Back in December, Sy Hersh reported that the Joint Chiefs had been sending intelligence to several nations, including Germany, on the condition that it be forwarded to Syria, with an eye toward undermining a CIA arms smuggling campaign that they described as “co-opted” by Turkey, and which saw the US arms for “moderates” going to al-Qaeda and ISIS.
The CIA's view of Syria truly couldn't be more warped, idiotic, irresponsible or self-serving:
The intelligence community, which backed opposition forces in Aleppo, believes ISIS cannot be defeated as long as Assad is in power. The terror group, they say, thrives in unstable territories. And only local forces—like the ones backed by the CIA—can mitigate that threat.
“The status of the opposition is resilient in the face of horrendous attacks by the Syrian and Russian forces,” a U.S. intelligence official explained to The Daily Beast. “The defeat of Assad is a necessary precondition to ultimately defeat [ISIS]. As long as there is a failed leader in Damascus and a failed state in Syria, [ISIS] will have a place to operate from.
“You can’t deal with ISIS if you have a failed state,” the U.S. official observed.
Conveniently the CIA believes the only people who can bring stability to Syria are the CIA and the CIA-backed Islamist thugs. Convenient for the CIA, but the rest of the world will be surprised to learn that 'stability' and 'the CIA' can be used in the same sentence. For the 7 billion people not on its payroll the agency is more readily associated with sponsoring coups, massacres, terrorists and smuggling dope.
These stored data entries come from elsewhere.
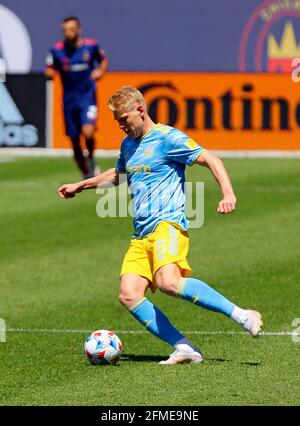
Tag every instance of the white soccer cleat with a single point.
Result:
(253, 323)
(183, 357)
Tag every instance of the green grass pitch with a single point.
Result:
(59, 266)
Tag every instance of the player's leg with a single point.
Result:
(169, 280)
(72, 124)
(136, 277)
(79, 157)
(132, 295)
(88, 118)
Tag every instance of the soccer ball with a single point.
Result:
(103, 347)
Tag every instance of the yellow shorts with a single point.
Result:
(166, 244)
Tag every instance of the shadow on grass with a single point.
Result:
(157, 358)
(219, 360)
(142, 358)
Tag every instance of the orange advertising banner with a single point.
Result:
(219, 111)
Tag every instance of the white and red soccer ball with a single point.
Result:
(103, 347)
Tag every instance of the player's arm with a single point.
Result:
(98, 72)
(105, 179)
(215, 164)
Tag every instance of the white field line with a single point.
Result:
(208, 333)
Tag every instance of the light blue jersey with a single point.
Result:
(155, 166)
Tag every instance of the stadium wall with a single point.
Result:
(223, 112)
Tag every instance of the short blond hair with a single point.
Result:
(125, 99)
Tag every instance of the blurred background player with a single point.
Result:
(80, 63)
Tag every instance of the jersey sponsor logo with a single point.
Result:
(78, 67)
(15, 44)
(148, 152)
(86, 56)
(92, 112)
(270, 40)
(13, 129)
(141, 168)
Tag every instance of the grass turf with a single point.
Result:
(59, 270)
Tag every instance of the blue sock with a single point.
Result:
(155, 321)
(201, 294)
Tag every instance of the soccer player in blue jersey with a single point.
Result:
(154, 157)
(80, 62)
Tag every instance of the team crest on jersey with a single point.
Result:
(148, 152)
(270, 40)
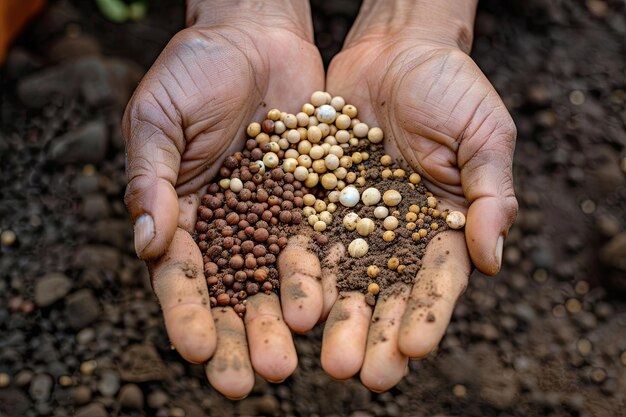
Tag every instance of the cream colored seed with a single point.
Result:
(350, 221)
(381, 212)
(290, 121)
(311, 180)
(319, 226)
(308, 108)
(319, 206)
(373, 288)
(326, 217)
(365, 227)
(318, 98)
(358, 248)
(393, 263)
(253, 129)
(331, 161)
(386, 160)
(373, 271)
(360, 130)
(338, 102)
(455, 220)
(350, 111)
(389, 235)
(273, 114)
(225, 183)
(300, 173)
(329, 181)
(302, 118)
(392, 198)
(375, 135)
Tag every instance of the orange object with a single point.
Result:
(14, 14)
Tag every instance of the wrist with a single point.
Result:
(447, 23)
(291, 15)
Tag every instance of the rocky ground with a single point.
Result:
(82, 334)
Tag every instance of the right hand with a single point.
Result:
(188, 113)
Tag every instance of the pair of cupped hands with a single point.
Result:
(439, 113)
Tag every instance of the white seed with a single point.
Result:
(392, 198)
(350, 220)
(371, 196)
(349, 197)
(455, 220)
(365, 226)
(326, 114)
(358, 248)
(236, 185)
(390, 223)
(381, 212)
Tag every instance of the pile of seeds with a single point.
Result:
(326, 166)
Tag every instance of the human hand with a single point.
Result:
(442, 116)
(190, 111)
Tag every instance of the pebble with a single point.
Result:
(50, 288)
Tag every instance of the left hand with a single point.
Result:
(443, 117)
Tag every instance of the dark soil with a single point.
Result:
(82, 334)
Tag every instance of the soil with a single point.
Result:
(82, 333)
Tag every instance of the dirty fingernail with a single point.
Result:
(499, 247)
(144, 233)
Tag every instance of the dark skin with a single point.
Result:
(191, 110)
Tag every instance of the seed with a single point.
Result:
(373, 271)
(392, 198)
(393, 263)
(358, 248)
(455, 220)
(381, 212)
(386, 160)
(390, 223)
(319, 226)
(253, 129)
(373, 288)
(326, 114)
(365, 226)
(389, 236)
(360, 130)
(350, 221)
(375, 135)
(349, 197)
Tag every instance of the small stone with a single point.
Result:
(50, 288)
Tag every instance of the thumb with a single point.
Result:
(485, 158)
(154, 144)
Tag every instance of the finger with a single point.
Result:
(154, 143)
(485, 158)
(385, 365)
(345, 334)
(330, 269)
(300, 285)
(272, 351)
(230, 371)
(439, 283)
(178, 282)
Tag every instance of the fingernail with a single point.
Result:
(144, 233)
(499, 247)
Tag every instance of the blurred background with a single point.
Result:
(81, 333)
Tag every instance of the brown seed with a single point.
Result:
(236, 262)
(223, 299)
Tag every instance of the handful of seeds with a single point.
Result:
(321, 172)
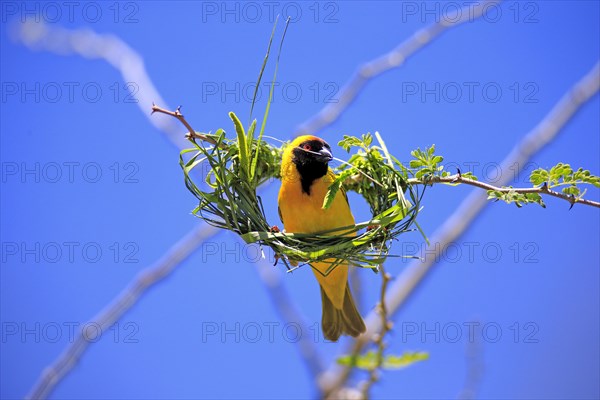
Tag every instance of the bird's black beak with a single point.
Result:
(324, 155)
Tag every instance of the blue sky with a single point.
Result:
(92, 193)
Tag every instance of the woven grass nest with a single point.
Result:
(227, 197)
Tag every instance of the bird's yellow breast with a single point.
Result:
(304, 213)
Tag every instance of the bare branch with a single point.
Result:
(191, 132)
(333, 379)
(88, 44)
(147, 278)
(394, 59)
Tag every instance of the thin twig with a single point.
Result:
(335, 378)
(393, 59)
(544, 189)
(192, 134)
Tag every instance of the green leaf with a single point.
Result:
(335, 187)
(242, 143)
(370, 360)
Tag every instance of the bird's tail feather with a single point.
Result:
(345, 321)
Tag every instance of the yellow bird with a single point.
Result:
(306, 177)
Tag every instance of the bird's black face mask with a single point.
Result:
(311, 159)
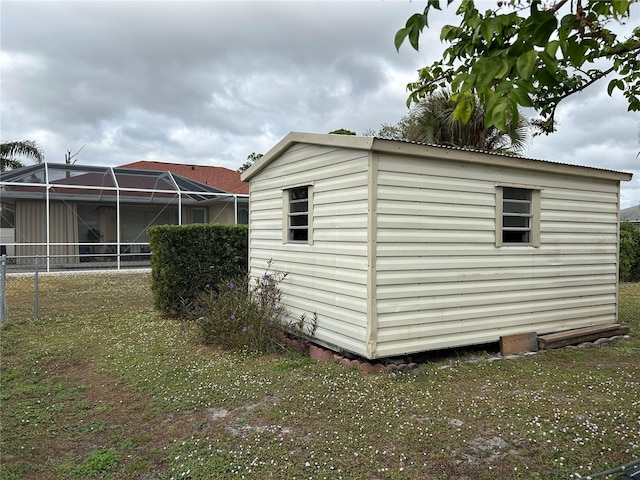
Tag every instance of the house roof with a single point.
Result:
(426, 151)
(100, 182)
(217, 177)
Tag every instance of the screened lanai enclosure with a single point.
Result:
(74, 216)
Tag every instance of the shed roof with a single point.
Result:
(217, 177)
(421, 150)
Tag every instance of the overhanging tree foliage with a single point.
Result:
(528, 53)
(431, 121)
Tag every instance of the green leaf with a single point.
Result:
(521, 97)
(575, 51)
(615, 83)
(487, 28)
(487, 69)
(526, 64)
(399, 38)
(464, 106)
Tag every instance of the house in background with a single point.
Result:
(220, 178)
(75, 214)
(402, 248)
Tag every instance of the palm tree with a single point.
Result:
(12, 152)
(431, 121)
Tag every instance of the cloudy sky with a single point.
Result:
(210, 82)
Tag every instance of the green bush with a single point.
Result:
(629, 253)
(242, 314)
(188, 259)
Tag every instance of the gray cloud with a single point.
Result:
(211, 82)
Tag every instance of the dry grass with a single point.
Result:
(101, 386)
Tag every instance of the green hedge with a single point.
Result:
(188, 259)
(629, 253)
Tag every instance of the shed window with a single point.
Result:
(298, 219)
(517, 218)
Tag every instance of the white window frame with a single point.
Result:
(533, 215)
(288, 213)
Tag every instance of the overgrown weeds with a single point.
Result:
(248, 314)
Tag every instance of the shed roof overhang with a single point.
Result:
(425, 151)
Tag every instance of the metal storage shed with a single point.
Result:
(402, 248)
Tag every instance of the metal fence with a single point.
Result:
(22, 278)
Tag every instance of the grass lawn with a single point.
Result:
(101, 386)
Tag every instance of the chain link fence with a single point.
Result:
(28, 285)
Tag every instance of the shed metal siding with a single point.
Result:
(442, 282)
(328, 277)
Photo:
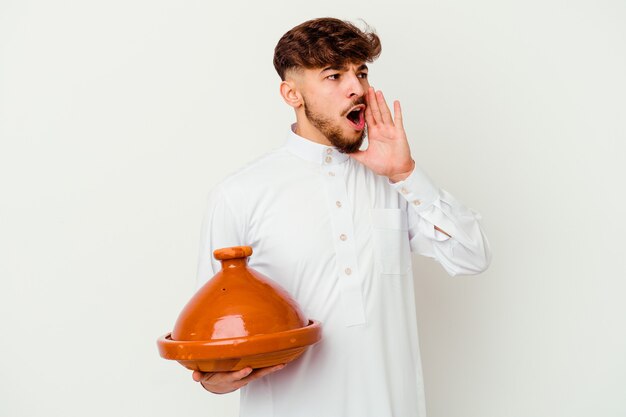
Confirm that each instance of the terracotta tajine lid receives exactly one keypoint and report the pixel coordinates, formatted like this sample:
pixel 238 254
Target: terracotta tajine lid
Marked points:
pixel 239 318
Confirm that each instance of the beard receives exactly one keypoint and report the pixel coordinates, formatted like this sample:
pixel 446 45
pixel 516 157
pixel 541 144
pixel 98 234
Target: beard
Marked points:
pixel 333 132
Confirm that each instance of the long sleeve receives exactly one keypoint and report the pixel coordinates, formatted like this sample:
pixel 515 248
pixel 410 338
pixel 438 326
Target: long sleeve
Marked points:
pixel 221 227
pixel 467 251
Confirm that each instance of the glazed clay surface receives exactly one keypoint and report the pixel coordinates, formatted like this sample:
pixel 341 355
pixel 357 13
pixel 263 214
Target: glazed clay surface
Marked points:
pixel 239 318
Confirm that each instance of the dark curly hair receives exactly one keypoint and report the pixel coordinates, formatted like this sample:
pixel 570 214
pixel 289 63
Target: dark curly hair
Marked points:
pixel 325 41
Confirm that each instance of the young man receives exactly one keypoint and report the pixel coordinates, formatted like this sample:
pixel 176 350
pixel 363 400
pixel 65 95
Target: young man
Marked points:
pixel 334 225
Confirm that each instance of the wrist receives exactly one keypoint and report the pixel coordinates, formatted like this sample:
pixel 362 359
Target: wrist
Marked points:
pixel 404 174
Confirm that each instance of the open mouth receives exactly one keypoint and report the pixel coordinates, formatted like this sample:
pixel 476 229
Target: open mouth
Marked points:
pixel 356 117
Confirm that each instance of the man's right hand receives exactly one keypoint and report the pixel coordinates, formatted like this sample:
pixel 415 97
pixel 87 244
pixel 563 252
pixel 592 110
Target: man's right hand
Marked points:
pixel 224 382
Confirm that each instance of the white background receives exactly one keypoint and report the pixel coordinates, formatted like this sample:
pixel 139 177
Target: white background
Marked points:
pixel 117 118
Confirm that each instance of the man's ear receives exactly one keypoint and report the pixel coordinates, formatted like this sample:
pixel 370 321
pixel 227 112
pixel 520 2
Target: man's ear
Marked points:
pixel 290 93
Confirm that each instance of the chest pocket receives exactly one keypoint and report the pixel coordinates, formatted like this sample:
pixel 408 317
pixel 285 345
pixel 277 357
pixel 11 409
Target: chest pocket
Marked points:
pixel 391 241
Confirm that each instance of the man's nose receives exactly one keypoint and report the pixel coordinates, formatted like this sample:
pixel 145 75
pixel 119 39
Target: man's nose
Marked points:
pixel 355 88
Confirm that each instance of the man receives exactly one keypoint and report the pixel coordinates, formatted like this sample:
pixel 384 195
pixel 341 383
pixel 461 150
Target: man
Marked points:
pixel 334 225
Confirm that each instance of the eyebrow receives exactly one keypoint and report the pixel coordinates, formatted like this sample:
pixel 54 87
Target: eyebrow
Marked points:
pixel 342 68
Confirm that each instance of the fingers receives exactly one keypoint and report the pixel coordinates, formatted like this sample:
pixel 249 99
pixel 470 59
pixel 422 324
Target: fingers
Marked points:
pixel 260 373
pixel 377 111
pixel 223 382
pixel 397 114
pixel 372 106
pixel 385 114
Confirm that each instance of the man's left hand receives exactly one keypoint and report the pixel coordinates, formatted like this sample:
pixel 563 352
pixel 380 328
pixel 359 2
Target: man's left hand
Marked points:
pixel 388 151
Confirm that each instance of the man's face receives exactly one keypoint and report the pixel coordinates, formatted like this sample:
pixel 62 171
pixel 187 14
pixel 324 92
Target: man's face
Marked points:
pixel 334 103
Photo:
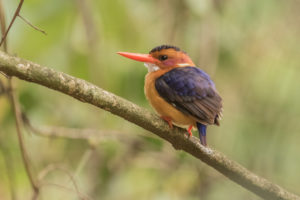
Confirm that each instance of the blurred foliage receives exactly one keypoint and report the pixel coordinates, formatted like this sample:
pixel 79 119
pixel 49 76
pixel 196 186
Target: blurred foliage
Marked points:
pixel 250 48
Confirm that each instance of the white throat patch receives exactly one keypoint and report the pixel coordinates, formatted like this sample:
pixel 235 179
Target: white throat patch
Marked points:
pixel 151 67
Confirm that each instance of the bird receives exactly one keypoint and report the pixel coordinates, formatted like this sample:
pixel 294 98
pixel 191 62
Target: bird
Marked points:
pixel 181 93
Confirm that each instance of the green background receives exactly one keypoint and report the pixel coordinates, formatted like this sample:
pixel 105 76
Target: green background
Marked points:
pixel 251 49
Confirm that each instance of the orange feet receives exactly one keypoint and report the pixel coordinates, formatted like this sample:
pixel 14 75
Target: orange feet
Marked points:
pixel 190 130
pixel 169 120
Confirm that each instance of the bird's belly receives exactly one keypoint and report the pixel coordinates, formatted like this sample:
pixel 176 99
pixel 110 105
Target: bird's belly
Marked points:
pixel 163 108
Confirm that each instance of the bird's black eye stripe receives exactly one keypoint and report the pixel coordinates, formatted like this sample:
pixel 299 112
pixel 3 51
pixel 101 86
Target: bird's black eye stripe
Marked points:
pixel 163 57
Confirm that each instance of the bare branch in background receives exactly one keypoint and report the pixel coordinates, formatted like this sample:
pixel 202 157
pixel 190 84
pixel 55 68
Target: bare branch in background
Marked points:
pixel 3 24
pixel 12 22
pixel 9 166
pixel 14 102
pixel 50 168
pixel 89 93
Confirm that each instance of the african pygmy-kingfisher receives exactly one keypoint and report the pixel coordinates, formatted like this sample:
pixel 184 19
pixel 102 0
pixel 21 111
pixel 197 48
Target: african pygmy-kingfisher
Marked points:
pixel 180 92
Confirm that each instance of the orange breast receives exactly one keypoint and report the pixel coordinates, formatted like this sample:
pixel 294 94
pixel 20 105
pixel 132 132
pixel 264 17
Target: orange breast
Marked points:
pixel 162 107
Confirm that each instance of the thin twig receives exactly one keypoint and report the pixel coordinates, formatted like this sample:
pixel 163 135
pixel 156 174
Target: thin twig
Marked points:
pixel 12 21
pixel 89 93
pixel 3 24
pixel 33 26
pixel 18 119
pixel 51 168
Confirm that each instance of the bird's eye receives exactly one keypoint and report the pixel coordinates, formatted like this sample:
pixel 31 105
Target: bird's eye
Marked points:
pixel 163 57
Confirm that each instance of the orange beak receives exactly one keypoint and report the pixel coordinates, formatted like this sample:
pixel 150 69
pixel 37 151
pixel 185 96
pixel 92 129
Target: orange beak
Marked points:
pixel 139 57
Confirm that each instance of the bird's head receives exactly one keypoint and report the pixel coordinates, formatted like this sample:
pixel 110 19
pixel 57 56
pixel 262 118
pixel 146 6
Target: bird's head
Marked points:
pixel 162 57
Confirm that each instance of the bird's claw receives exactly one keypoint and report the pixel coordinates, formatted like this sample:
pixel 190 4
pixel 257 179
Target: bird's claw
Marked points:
pixel 190 130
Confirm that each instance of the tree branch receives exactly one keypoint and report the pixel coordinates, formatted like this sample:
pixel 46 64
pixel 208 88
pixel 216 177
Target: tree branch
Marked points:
pixel 89 93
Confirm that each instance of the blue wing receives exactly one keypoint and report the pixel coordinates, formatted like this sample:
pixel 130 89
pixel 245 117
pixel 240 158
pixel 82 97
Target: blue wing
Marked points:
pixel 190 90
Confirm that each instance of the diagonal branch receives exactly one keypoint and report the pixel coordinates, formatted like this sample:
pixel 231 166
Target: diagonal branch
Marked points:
pixel 89 93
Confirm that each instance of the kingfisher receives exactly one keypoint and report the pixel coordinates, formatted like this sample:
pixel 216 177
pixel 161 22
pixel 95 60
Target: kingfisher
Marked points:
pixel 181 93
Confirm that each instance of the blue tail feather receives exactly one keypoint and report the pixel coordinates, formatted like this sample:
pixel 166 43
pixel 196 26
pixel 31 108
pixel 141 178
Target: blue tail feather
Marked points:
pixel 202 133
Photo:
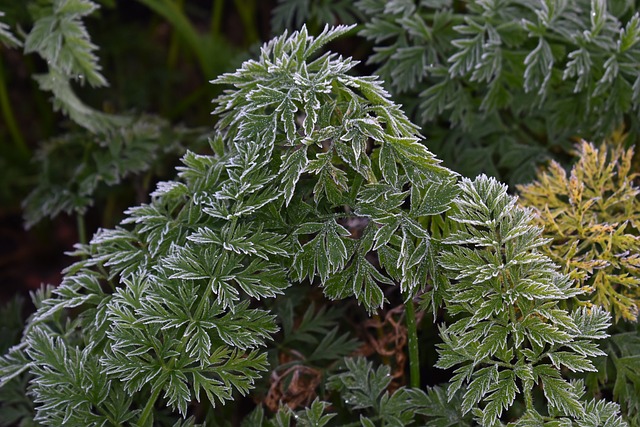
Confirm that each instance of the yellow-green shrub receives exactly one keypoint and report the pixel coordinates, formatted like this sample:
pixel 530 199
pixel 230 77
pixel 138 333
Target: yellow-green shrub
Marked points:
pixel 592 218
Indeed, the story of the rise of ISIS is 180 degrees opposite from the one peddled by the CIA (and State Department). It was US efforts to destabilize the Baath regime in Syria and fan the flames of Syria conflict that led to the rise of ISIS in Syria and Iraq both. At the time the US poured weapons into Syria but supposedly this would in no way decisively aid ISIS (then still ISI but usually referred to as Al-Qaeda in Iraq) because as Obama explained the group was 'JV league'.
As it was ISI took the weapons and money it acquired in Syria to carve out a state for itself in eastern Syria and used that as a springbord to conquer half of Iraq.
It was CIA's attempts to make Syria into a failed state which led to the rise of ISIS, and it has only been for Syrian resistance to the US which has prevented the country from crumbling into a fragmented, head-choppers central akin to the post-intervention Libya.
It's extremely disingenuous of the CIA to say ISIS can not be beaten while Assad is still in power when A) ISIS is being rolled back on multiple fronts albeit Assad is still very much entrenched in Damascus and when B) Assad is, along with the Kurds and Baghdad, the principal power rolling back ISIS -- something the CIA is empathically not involved in.
With Pentagon's own war on Assad largely abandoned (after numerous fiascos) we're seeing a curious situation where when it comes to how they view the war the US military which is fighting ISIS is closer to Assad and the Russians who are doing the same, than the CIA which is fighting Assad but not ISIS.
It's a conclusion that American super-patriots and those religiously anti-American will find equally difficult to accept but it's one that rings true nonetheless.